Eh. I don’t have a big problem with Comey doing this disclosure, assuming he hasn’t already been sitting on it. It’s a CYA move.
But he’s going to have to talk before the weekend’s over, before he gets leaked to death. He and the FBI just look worse and worse.
Else he’s going to be sitting in a rocking chair on the porch wondering how the fuck it ended up that Hillary’s emails brought HIM down. It’s Clinton magic!
Obama appointed him precisely because of his independence, his integrity, and his willingness to go the extra mile to see the right thing done, as when he stormed into John Ashcroft’s hospital room and became famous.

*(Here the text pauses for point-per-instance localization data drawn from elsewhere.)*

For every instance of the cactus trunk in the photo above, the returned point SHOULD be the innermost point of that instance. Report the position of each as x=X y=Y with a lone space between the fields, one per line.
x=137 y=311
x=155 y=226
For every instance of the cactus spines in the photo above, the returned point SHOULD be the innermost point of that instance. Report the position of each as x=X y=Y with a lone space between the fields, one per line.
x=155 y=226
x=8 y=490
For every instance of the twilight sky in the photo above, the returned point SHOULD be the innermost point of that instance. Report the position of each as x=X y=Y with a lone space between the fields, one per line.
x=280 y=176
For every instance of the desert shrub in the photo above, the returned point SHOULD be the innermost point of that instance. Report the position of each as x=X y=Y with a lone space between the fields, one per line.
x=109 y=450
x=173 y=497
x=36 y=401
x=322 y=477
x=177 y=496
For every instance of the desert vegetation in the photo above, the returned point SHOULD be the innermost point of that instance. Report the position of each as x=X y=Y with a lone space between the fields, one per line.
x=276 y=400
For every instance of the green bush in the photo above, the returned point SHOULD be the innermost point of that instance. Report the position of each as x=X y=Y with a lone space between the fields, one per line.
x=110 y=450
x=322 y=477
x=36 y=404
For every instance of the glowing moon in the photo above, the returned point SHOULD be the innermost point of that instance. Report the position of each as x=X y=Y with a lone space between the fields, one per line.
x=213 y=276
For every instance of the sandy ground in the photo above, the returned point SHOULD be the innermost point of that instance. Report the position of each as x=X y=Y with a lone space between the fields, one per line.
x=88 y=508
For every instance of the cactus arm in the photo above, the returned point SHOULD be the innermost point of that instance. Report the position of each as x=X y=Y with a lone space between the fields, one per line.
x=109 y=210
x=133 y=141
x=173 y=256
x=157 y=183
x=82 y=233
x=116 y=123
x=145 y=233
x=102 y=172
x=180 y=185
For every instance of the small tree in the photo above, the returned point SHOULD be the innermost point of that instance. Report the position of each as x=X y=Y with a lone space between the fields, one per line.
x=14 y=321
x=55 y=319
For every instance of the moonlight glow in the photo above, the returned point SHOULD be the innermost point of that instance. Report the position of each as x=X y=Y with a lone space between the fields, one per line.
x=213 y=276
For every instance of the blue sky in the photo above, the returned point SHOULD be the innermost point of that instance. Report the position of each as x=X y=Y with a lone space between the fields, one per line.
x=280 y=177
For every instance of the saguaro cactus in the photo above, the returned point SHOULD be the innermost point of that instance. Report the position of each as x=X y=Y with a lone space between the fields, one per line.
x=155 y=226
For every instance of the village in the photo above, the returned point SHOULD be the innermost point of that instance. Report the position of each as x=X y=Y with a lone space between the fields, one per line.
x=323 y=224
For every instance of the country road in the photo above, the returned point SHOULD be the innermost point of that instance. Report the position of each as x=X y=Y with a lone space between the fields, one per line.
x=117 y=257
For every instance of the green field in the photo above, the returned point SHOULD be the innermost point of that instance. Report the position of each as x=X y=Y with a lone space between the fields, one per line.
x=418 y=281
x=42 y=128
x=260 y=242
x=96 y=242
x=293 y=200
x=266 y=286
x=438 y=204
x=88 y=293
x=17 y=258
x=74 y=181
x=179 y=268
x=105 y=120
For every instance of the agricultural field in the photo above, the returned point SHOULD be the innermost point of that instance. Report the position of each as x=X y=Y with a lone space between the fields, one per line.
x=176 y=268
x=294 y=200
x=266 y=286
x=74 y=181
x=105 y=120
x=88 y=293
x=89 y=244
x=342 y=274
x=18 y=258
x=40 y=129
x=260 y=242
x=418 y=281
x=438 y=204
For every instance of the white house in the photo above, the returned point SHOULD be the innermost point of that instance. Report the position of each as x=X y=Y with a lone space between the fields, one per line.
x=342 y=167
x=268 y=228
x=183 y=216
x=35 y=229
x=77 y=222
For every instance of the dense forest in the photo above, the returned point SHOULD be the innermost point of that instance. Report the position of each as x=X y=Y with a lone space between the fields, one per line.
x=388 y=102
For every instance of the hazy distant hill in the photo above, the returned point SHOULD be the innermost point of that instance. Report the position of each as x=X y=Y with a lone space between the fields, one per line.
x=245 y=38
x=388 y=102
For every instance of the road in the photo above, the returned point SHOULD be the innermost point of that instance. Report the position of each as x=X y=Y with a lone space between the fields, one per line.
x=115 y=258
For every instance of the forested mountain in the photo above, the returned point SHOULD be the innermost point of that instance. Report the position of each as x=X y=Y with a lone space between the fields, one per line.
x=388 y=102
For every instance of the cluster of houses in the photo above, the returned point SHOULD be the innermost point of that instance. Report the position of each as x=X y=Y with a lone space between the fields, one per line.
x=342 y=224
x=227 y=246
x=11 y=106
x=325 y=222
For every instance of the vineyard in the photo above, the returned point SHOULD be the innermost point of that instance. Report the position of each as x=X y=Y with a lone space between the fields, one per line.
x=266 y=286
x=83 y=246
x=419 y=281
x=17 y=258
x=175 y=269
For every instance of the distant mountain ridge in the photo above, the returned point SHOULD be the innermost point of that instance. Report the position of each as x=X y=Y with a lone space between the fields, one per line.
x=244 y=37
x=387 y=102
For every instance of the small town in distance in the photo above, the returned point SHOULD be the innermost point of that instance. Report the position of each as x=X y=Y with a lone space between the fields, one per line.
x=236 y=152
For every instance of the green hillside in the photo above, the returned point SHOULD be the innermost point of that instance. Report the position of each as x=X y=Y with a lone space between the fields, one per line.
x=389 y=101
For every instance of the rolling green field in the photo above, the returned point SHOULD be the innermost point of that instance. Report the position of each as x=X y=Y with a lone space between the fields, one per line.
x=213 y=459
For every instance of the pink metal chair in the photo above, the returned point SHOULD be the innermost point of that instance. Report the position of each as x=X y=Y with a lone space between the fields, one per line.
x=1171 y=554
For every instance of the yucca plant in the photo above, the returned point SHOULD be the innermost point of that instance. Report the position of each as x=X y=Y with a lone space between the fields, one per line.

However, one thing Comey has never been known for is his discretion. He’s got a little bit of Richard Clarke in him. Which was also well known. If only Obama had anticipated that Clinton would be so stupid, he might have made a different choice.
That’s one funny post … I know it wasn’t you that said that, but didn’t Trump say something to the effect that if he shot someone in downtown New York his followers would still be on his side?
I’d think that regardless of who wins the election, he’s not going to be keeping his job now.
You don’t call the director of the FBI a dirty cop and get away with it, like Trump did and some of his other agents.
Comey is just doing his job and his explanation is good enough for me … whatever this is he didn’t want it to become a circus after the election.
Yeah, I would say his career path is going to be either Special Prosecutor or talk show host.
What I meant is that, if Hillary gets elected, she’s under no obligation to reappoint him. And at this point she probably feels like he stabbed her in the back. And if Trump gets elected, he’s not going to leave an Obama appointee in office.
The FBI director doesn’t resign at the beginning of a term though. He’s appointed for a fixed term. 10 years. Which means Comey will serve through Clinton or Trump’s entire administration(well, almost). An FBI director can be fired, but only for cause. He does not just serve at the President’s pleasure as a Cabinet officer does. Comey’s term doesn’t end until 2023.